NEW PORT RICHEY — For the first time in years, city officials are poised to pump money toward improvements around Main Street Landing, the stalled development long considered an eyesore at the city's gateway.
At a work session Tuesday night, City Council members gave administrators the green light to seek bids for streetscaping on the public right-of-way in front of the downtown project, at Main Street and River Road.
The project would include construction of curb cuts and sidewalks, as well as installation of utilities, tree grates, trees, landscaping, light fixtures and ramps for the disabled.
Efforts to get the streetscape work moving resulted from a request by Gainesville-based Main Street Landing developer Ken McGurn, who for years has also sought city financing to finish construction of the mixed-use project. McGurn did not attend Tuesday's meeting.
Funding for the streetscaping effort would come from Penny for Pasco sales tax revenue, City Manager John Schneiger said. The work on the public right-of-way would cost an estimated $132,905, plus another $16,305 for work on the private Main Street Landing property.

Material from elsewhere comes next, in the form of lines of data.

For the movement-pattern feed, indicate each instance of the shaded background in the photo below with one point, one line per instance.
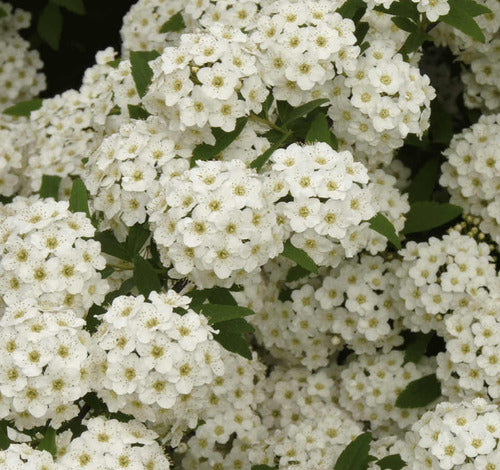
(82, 36)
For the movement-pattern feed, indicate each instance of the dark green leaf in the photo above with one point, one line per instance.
(300, 257)
(75, 6)
(382, 225)
(461, 18)
(422, 185)
(145, 277)
(222, 141)
(300, 111)
(261, 160)
(48, 442)
(296, 272)
(137, 112)
(174, 24)
(220, 313)
(136, 238)
(404, 8)
(230, 336)
(350, 7)
(24, 108)
(356, 455)
(420, 392)
(78, 201)
(4, 438)
(405, 24)
(50, 186)
(441, 129)
(111, 246)
(49, 25)
(417, 347)
(141, 71)
(426, 215)
(391, 462)
(319, 131)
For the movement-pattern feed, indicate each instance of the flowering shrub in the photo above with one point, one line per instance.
(260, 235)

Engineering costs are also estimated at $16,700, bringing the total tab to $165,910.
For the portion of the streetscaping on private property, the city would enter into a contract with McGurn outlining the exact scope of work and conditions for payment, including separate work orders for the public and private portions, a report by New Port Richey Development Director Lisa Fierce said.
The council's offer to fund these improvements is a monumental shift from years of acrimony between the city and McGurn, including a previous council's threats to sue the developer over inaction on the site.
Pitched in 2004, the Main Street Landing project was supposed to be a retail center and condo complex on the west bank of the Cotee River. But as financing fell through amid the real estate recession, the city's redevelopment launchpad project stalled indefinitely.
In the last year, however, McGurn has ramped up construction efforts, working to complete the shell of the building. In August, he renewed his plea for financial help from the city, saying he had spent $800,000 on the project as a show of good faith.
On Wednesday, McGurn told the Times he is in the process of buying the supplies to finish the exterior, but he did not have a timetable for its completion. He said he his dedicated to finishing it, and praised the council's decision on the streetscaping.
"The streetscape is a real positive step forward," McGurn said. "Everything is moving forward, but we're taking it one step at a time."
Mayor Bob Consalvo said Tuesday evening the city needed to do its part to keep progress going on the project.
"He's done a lot more than we have, I feel," Consalvo said of McGurn.
Council members also expressed hopes that the streetscape funding would spur McGurn to simultaneously finish the exterior construction and the roof, as well as installing windows and stucco.
Even once the outside work is done, final completion of the estimated $20 million project would still remain up in the air. Schneiger has said the city's financial woes would prevent it from providing any more funding, but tax incentives may be available to McGurn down the road.
As the city and McGurn work toward finishing the shell and the streetscape work, they will also establish a site plan and development agreement for completing the rest of the project, Schneiger said after the meeting.
For now, just finishing the exterior work and doing the streetscaping will make for a much-improved entry into the city, Deputy Mayor Rob Marlowe said.
"That's been an eyesore for too many years," he said.